Getting started with MLOps, Part 3: Advanced model training in Kubeflow

Sam Ibou September 12, 2023 2 min read

[ad_1]

Getting started with MLOps, Part 3: Advanced model training in Kubeflow
- Transfer learning and fine-tuning as a basis
Training acceleration and outsourcing
Use distributed training and MPIJob resource
Monitoring and other functions
outlook

Read article in iX 10/2023

To work with large language models such as ChatGPT, Bard or LLaMA with several billion parameters, you need to expand your MLOps approach with advanced techniques. To optimize training times and model quality, data scientists use transfer learning and fine-tuning of pre-built base models, use additional or specialized hardware, rent resources from the cloud and distribute the training across multiple computing nodes.

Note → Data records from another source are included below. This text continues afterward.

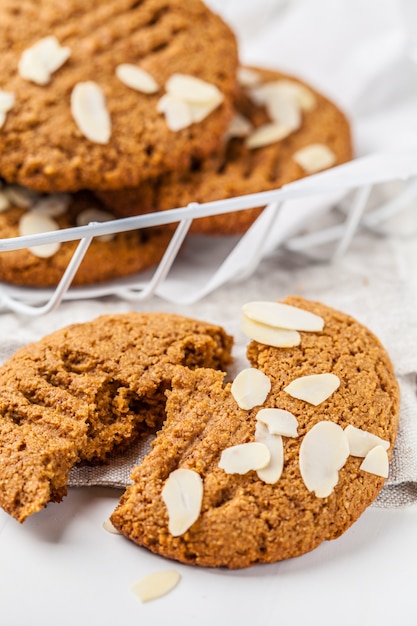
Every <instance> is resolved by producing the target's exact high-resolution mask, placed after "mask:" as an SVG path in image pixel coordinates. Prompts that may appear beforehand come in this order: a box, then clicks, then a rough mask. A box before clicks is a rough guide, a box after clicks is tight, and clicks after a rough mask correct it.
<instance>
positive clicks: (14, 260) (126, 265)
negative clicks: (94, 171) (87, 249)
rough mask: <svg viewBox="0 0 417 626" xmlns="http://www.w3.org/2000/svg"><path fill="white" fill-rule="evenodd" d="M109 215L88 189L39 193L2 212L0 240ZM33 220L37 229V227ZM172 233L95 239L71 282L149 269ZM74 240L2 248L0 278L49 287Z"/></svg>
mask: <svg viewBox="0 0 417 626" xmlns="http://www.w3.org/2000/svg"><path fill="white" fill-rule="evenodd" d="M5 189H6V190H7V187H6V188H5ZM25 191H26V192H27V190H25ZM0 192H1V190H0ZM19 193H20V194H21V193H22V191H21V190H19ZM28 197H29V196H28ZM45 219H46V222H45ZM111 219H116V218H115V216H114V215H112V214H111V213H110V212H109V210H108V209H106V208H105V207H104V206H103V204H102V203H101V202H100V201H99V200H98V198H96V197H95V196H94V195H93V194H92V193H89V192H79V193H76V194H72V195H69V194H65V195H60V194H50V195H49V196H43V197H37V199H36V200H34V201H33V205H31V206H30V207H28V209H27V210H26V209H25V208H23V207H22V206H20V207H18V206H16V205H13V202H11V204H10V207H9V208H8V209H6V210H4V211H3V212H0V238H2V239H3V238H4V239H7V238H10V237H18V236H19V235H23V234H33V233H34V232H40V230H43V231H44V232H46V231H48V230H54V229H57V228H59V229H65V228H70V227H74V226H77V225H84V224H87V223H88V222H90V221H97V222H101V221H106V220H111ZM29 222H30V224H29ZM37 222H39V225H40V230H38V231H35V230H33V229H34V228H37ZM26 229H32V232H29V230H28V232H26ZM171 236H172V233H171V232H169V231H168V230H167V229H166V228H163V227H162V228H146V229H141V230H133V231H128V232H123V233H117V234H115V235H106V236H102V237H95V238H94V240H93V241H92V242H91V244H90V246H89V248H88V250H87V252H86V255H85V256H84V258H83V260H82V262H81V265H80V267H79V269H78V271H77V273H76V275H75V277H74V280H73V283H72V284H73V285H74V286H77V285H78V286H79V285H91V284H94V283H101V282H105V281H109V280H114V279H118V278H122V277H124V276H129V275H131V274H134V273H136V272H141V271H143V270H146V269H149V268H151V267H153V266H155V265H156V264H157V263H158V262H159V261H160V260H161V258H162V256H163V254H164V252H165V250H166V248H167V246H168V244H169V241H170V239H171ZM78 243H79V240H76V241H69V242H64V243H58V244H57V245H54V244H52V245H51V246H46V247H45V246H44V247H42V246H41V247H40V248H39V247H34V248H32V249H26V248H22V249H20V250H12V251H7V252H1V253H0V280H1V281H4V282H6V283H10V284H13V285H21V286H27V287H53V286H55V285H57V284H58V282H59V281H60V279H61V278H62V276H63V274H64V272H65V270H66V268H67V266H68V263H69V262H70V260H71V258H72V256H73V254H74V251H75V249H76V247H77V245H78Z"/></svg>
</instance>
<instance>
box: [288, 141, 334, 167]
mask: <svg viewBox="0 0 417 626" xmlns="http://www.w3.org/2000/svg"><path fill="white" fill-rule="evenodd" d="M292 158H293V160H294V161H295V162H296V163H298V165H299V166H300V167H302V169H303V170H304V171H305V172H306V173H307V174H315V173H316V172H321V171H322V170H325V169H327V168H329V167H332V166H333V165H334V164H335V163H336V155H335V153H334V152H333V150H331V149H330V148H329V147H328V146H326V145H324V144H322V143H314V144H310V145H309V146H306V147H305V148H301V149H300V150H297V152H295V153H294V154H293V155H292Z"/></svg>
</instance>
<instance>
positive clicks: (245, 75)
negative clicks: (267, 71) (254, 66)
mask: <svg viewBox="0 0 417 626" xmlns="http://www.w3.org/2000/svg"><path fill="white" fill-rule="evenodd" d="M261 80H262V76H261V75H260V74H259V72H257V71H256V70H252V69H251V68H249V67H238V68H237V82H238V83H239V85H240V86H241V87H253V86H254V85H258V84H259V83H260V82H261Z"/></svg>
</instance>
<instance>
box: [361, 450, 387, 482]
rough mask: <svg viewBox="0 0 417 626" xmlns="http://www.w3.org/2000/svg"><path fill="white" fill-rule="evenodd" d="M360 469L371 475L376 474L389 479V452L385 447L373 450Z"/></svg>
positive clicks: (363, 461) (371, 451)
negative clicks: (388, 478)
mask: <svg viewBox="0 0 417 626" xmlns="http://www.w3.org/2000/svg"><path fill="white" fill-rule="evenodd" d="M360 469H361V470H363V471H364V472H368V473H369V474H376V476H382V478H388V472H389V461H388V455H387V451H386V450H385V449H384V447H383V446H375V448H372V450H370V451H369V452H368V454H367V455H366V457H365V458H364V460H363V461H362V463H361V466H360Z"/></svg>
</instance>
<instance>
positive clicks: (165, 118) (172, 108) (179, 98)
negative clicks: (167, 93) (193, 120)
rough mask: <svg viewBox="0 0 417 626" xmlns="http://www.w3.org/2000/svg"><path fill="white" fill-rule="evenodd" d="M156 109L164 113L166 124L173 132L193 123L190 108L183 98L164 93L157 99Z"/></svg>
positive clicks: (175, 131) (160, 111)
mask: <svg viewBox="0 0 417 626" xmlns="http://www.w3.org/2000/svg"><path fill="white" fill-rule="evenodd" d="M157 110H158V111H159V113H164V114H165V121H166V123H167V126H168V128H169V129H170V130H172V131H173V132H177V131H178V130H182V129H183V128H187V126H190V125H191V124H192V123H193V118H192V113H191V108H190V106H189V104H188V103H187V102H185V100H181V99H180V98H175V97H174V96H170V95H169V94H164V95H163V96H162V98H160V100H159V101H158V104H157Z"/></svg>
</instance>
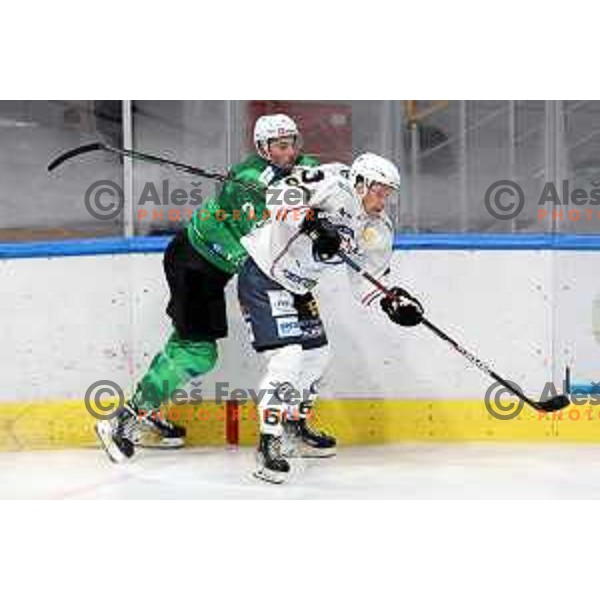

Monitoring via TensorBoard provides developers with continuous feedback on the training status and model quality. After this rough optimization, if necessary, model training is repeated on more current training data and the training parameters are refined using AutoML and hyperparameter tuning. This last part of the tutorial shows how all of these techniques can be integrated into Kubeflow.

Dr. Sebastian Lehrig leads MLOps with open source at IBM. His goal: to offer solutions optimized on IBM infrastructure – maximally efficient, secure and reliable.

The first two articles in this series showed how data scientists Build AI models with Kubeflow pipelines, deploy, manage and use. Classifying the iris dataset as an example was useful because it can be easily analyzed with few resources and simple models. However, the techniques presented so far are not suitable for training more computationally intensive and complex models.